Kent County has opted in to the Grand Rapids Downtown Development Authority tax capture districts.
County commissioners approved the decision at the Jan. 26 board meeting, following approvals by the DDA and Grand Rapids city commissioners. The decision not to opt out of the 10 percent gain-sharing opportunity is the first time in more than 20 years county commissioners have opted in.
“We are sincerely appreciative and thankful for the Kent County Board's action today approving an agreement that establishes a new era of collaboration between the County and the DDA,” DDA Executive Director Kris Larson said in a statement. “The Board's action strengthens the County-DDA partnership at a time of significant opportunity and change for Downtown Grand Rapids and the broader Kent County community.”
The gain share rebates are expected to equal more than $10 million over a 30-year term, according to Larson.
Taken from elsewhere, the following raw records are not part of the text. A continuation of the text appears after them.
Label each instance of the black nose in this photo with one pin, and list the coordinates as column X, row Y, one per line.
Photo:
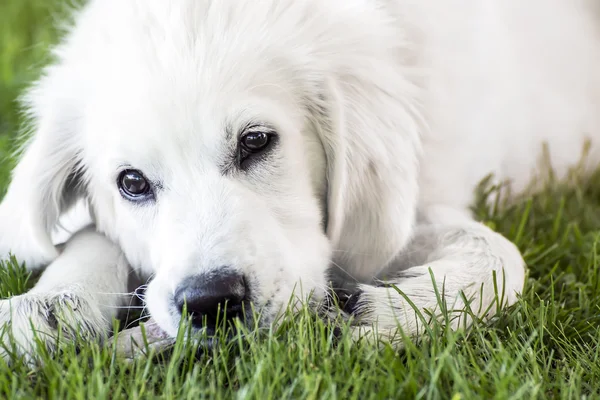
column 212, row 298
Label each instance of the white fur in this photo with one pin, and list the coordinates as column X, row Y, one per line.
column 389, row 113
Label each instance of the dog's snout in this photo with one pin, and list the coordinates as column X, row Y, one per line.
column 209, row 298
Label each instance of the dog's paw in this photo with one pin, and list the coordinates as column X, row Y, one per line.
column 49, row 320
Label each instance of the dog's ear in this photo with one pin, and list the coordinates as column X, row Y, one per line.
column 46, row 180
column 372, row 146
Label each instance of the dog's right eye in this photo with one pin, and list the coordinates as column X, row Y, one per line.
column 134, row 186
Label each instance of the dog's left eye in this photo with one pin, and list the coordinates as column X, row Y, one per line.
column 255, row 141
column 133, row 185
column 254, row 144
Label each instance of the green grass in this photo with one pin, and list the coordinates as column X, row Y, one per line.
column 545, row 346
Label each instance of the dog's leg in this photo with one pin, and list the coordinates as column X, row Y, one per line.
column 83, row 288
column 474, row 269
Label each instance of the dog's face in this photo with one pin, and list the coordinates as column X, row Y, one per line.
column 231, row 148
column 210, row 179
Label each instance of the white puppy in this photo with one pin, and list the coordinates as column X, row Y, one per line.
column 237, row 150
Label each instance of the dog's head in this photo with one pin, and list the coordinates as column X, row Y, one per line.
column 235, row 150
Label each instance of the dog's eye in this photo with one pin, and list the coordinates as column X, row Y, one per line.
column 133, row 185
column 255, row 141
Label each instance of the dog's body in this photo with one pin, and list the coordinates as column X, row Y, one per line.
column 383, row 117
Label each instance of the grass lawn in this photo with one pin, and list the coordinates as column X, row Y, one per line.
column 545, row 346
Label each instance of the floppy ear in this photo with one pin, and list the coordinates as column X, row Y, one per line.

Part of Michigan’s development strategy since 1974, the county didn’t have an option of taking part in tax capture districts before 1995, which resulted in the bleeding of revenue. State policy changed in 1995 to allow for entities to opt out of tax capture districts.
There have been some districts since 1995 the county could not opt out of because of certain requirements.
The county opted out of two prior opportunities, in 1995 and 2007, and the county missed out on $146,000 in revenue in the 2016-17 fiscal year by not taking part in those portions of the district. The DDA’s tax increment financing districts earmark property tax value increases and, in turn, use them to foster redevelopment and community improvement projects.
Until this offer from the DDA, special millages passed by county residents also would have been included in the captures of the districts.
“That’s a different ball game all together,” Kent County Administrator/Controller Darryl Delabbio told the Business Journal in January. “What they’ve done is say they’re not collecting the zoo and museum millage, and once the bonds are retired at Van Andel Arena (in 2024), they will no longer capture the veterans or senior services millages.”
Once the bonds are retired, the county will receive an additional estimated $3.9 million and $390,000 for senior and veteran’s services in the 30-year term.
“The DDA board and staff are hopeful these good government innovations serve as a new model to inform the ongoing conversations about DDA reform in Kent County and the state of Michigan,” Larson said.